Bütün bu olumsuz gelişmelerin suya erişimi ve suyun kalitesini ciddi biçimde tehdit ettiğinin belirtildiği metinde, son ekonomik ve mali küresel krizin de dikkate alınmasının zorunlu olduğu ve bu krizin sonuçlarının su kaynaklarının yönetimi ve hizmete verilmesi üzerindeki sonuçlarının değerlendirilmesi gerektiği kaydedildi.

Çağrı metninde suyun, seller, kasırgalar, kuraklık ve iklim değişikliği yoluyla yaşamlara zarar verebildiği ifade edilerek, su kaynaklarının uygun kapasite ve düzgün altyapı olmadan yönetilemeyeceğine işaret edildi.

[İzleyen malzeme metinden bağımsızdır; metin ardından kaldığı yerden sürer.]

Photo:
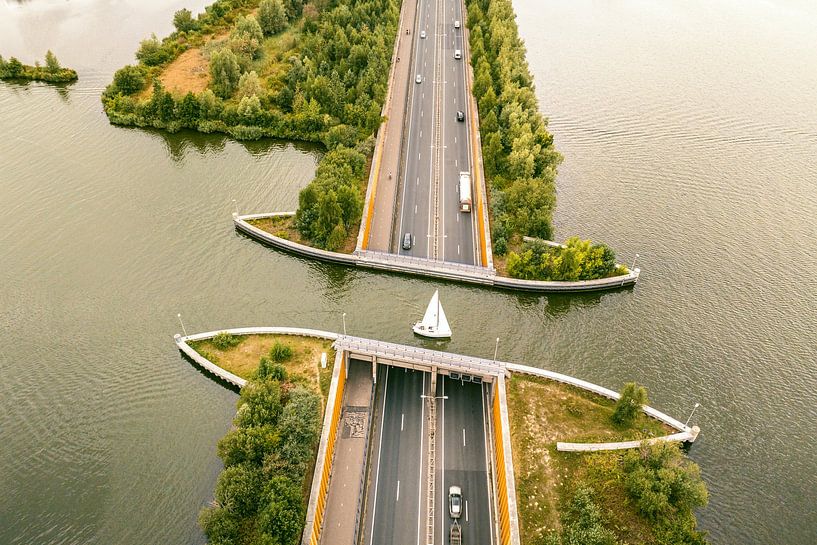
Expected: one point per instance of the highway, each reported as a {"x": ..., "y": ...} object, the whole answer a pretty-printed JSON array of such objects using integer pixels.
[
  {"x": 462, "y": 461},
  {"x": 395, "y": 513},
  {"x": 436, "y": 144}
]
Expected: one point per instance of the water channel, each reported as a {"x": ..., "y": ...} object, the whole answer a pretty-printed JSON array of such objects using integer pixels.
[{"x": 690, "y": 137}]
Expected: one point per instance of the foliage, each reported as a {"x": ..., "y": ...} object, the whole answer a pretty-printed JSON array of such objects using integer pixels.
[
  {"x": 258, "y": 496},
  {"x": 633, "y": 398},
  {"x": 582, "y": 522},
  {"x": 272, "y": 16},
  {"x": 52, "y": 72},
  {"x": 518, "y": 152},
  {"x": 153, "y": 53},
  {"x": 184, "y": 22},
  {"x": 225, "y": 341},
  {"x": 577, "y": 260},
  {"x": 280, "y": 352}
]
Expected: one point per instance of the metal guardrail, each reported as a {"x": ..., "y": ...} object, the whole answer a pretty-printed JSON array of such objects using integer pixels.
[{"x": 421, "y": 356}]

Metinde ayrıca, hükümetlerin tüm düzeylerinde alınan kararların su üzerinde etkili olduğuna dikkat çekilerek, bu bağlantıya genelde az önem verildiği bildirildi. Bu nedenle yeni politikalar, uyum stratejileri ve kurumsal reformlara acil olarak ihtiyaç olduğu vurgulandı ve bu çerçevede uluslararası taahhütler, mali mekanizmalar, teknoloji ve yeni su yönetim stratejilerine daha çok önem verilmesi gerektiği kaydedildi.

Katılımcı ülkelerin ''dayanışma, güvenlik, uyum ve sınır aşan sular konusunda komşular arasında yararlı diyalog ve işbirliği'' konularında siyasal irade gösterecekleri belirtilerek, dünyanın suyun yararlarını paylaşarak daha çok refah ve artan bir istikrar kazanabileceği ifade edildi.

Metinde, bu çerçevede dünyaya şu çağrı yapıldı:

''Bunu başarabilmek için bütün ülkeleri, dünyanın su sorunlarına küresel bir çerçeve geliştirilmesi ve dayanışma, güvenlik ve uyumun sağlanmasına yardımcı olunması için ortak olarak çaba göstermeye çağırıyoruz.''

Çağrı metninin son paragrafında ise, 5. Dünya Su Forumu'na katılan devlet ve hükümet başkanları ile uluslararası örgüt temsilcilerinin, 21. yüzyılda daha sürdürülebilir ve su konusunda daha güvenilir bir dünya için İstanbul'da biraraya geldikleri belirtildi.

Zirve sonunda yayımlanan bu çağrı metninin, gerek G-8 ülkelerine, gerekse hala bir su konvansiyonu bulunmayan BM'ye gönderileceği de ifade edilerek, bu metnin daha kapsamlı uluslararası belgeler için bir temel oluşturacağı belirtildi.